El pasajero de crucero moderno no navega: consume. Consume metros de pasarela, menús del día, espectáculos, souvenirs y cócteles imposibles de pronunciar. El mar es un decorado que se fotografía al atardecer y se ignora el resto del día. Pocos saben distinguir la proa de la popa, pero todos conocen de memoria dónde está la heladería.
Los pies descalzos, monumentos al mal gusto que algunos exhiben en zonas comunes
La educación, como en casi todo, ha sido culpable de todo este infierno. Antes, un niño lloraba y su madre lo llevaba discretamente a calmarse. Hoy, el niño grita y la madre sube el volumen de sus cascos. Antes, si alguien tropezaba, se pedía perdón; ahora, se mira al otro como si fuera culpable de existir. También están los pies descalzos, monumentos al mal gusto que algunos exhiben en zonas comunes, acompañados del muslo peludo del señor en pantalón corto que se pega a tu asiento como si fuera una lapa. Todo un gesto de generosidad que no entiende que la libertad de uno termina donde empieza la del otro.

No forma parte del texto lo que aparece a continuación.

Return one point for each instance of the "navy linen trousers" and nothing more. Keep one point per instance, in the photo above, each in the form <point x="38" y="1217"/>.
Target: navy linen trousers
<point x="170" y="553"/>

Luego resulta que un instante rescata todo. Aunque es muy breve. El barco zarpa. El puerto se aleja, las luces de la ciudad quedan atrás, el agua se abre en una estela perfecta y el aire huele a algo limpio, antiguo y casi heroico. Entonces, por unos segundos, uno se siente como aquellos viajeros de antaño, como parte de una expedición o miembro de una cofradía secreta en busca de un tesoro inconfesable. Después, claro, volverán los altavoces: «Atención, queridos pasajeros, la clase de aquagym comienza en cinco minutos en cubierta 9».